Bugün “Z Kuşağı” denilerek küçümsenen, yarının sahipleri liseli gençliği kendi hakim ideolojilerinin ekletisi durumuna getiremeyen egemenler onların taleplerine kulak tıkayarak, tepkilerini görmezden gelerek şimdilik rahatladıklarını düşünüyor. Ancak bu öfke ve isyan örgütlü bir güce dönüştüğünde tehlike çanları onlar için çalmaya başlayacaktır.

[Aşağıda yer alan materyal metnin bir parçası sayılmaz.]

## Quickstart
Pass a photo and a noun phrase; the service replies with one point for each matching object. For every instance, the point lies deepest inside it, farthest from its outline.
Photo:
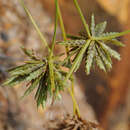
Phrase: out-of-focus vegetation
(108, 95)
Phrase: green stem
(35, 25)
(82, 18)
(71, 91)
(51, 67)
(77, 60)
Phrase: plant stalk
(71, 91)
(82, 18)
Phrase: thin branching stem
(77, 60)
(71, 91)
(51, 66)
(35, 25)
(82, 18)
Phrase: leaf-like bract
(111, 52)
(92, 25)
(72, 42)
(99, 29)
(89, 58)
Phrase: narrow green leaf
(81, 53)
(89, 58)
(104, 59)
(117, 43)
(111, 52)
(111, 36)
(99, 62)
(92, 25)
(31, 87)
(29, 53)
(99, 29)
(74, 37)
(72, 43)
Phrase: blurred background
(103, 98)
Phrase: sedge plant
(47, 74)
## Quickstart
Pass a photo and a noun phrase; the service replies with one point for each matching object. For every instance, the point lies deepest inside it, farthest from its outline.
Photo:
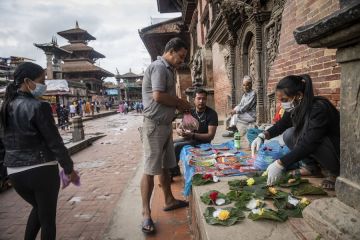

SOKAĞA, EYLEME ÖZGÜRLEŞMEYE!
Gezi İsyanı’ndan sonra faşizmin sokaklardaki hak arama mücadelesine dönük özel saldırı politikaları adım adım yüzünü sokağa dönen gençliği daha sınırlı tepkilere itmişti. “Z Kuşağı” diye tabir edilen yaş kuşağı da tam da bu sürecin içesinde bilinç ve kavrayışı şekillenen bir kesime tekabül etmektedir. Bundandır ki sisteme duydukları tepki ve isyan daha çok kendisini sosyal-medya ile sınırlamaktadır. Bu yeterli midir? Elbette ki değildir. Sosyal-medya ve kitle iletişim araçları, yaşamın bir parçası, yansıması ise sosyal-medyadaki tepki de yaşamda öfkeye ve yıkıcılığa dönüşmelidir. Tüm bu yoğun politik iklimde örgütsüz, dağınık ve yönsüz bir gençlik yaratılmak istenmektedir. Alabildiğine bireycilik aşılanan, bireyin kurtuluşunun istendiği bu koşullarda hâkim olması gereken düşün, toplumsal kurtuluşu sağlatacak örgütlü bir mücadeleden geçmektedir. Egemenlerin sosyal medyaya bu denli saldırması, sanal dünyayla etkisi yayılacak olan öfke ve isyanın korkusudur. Tam da burada egemenleri korkularıyla yüzleştirmeli; sisteme tepkimizi örgütlenerek ve eyleme geçerek göstermeliyiz.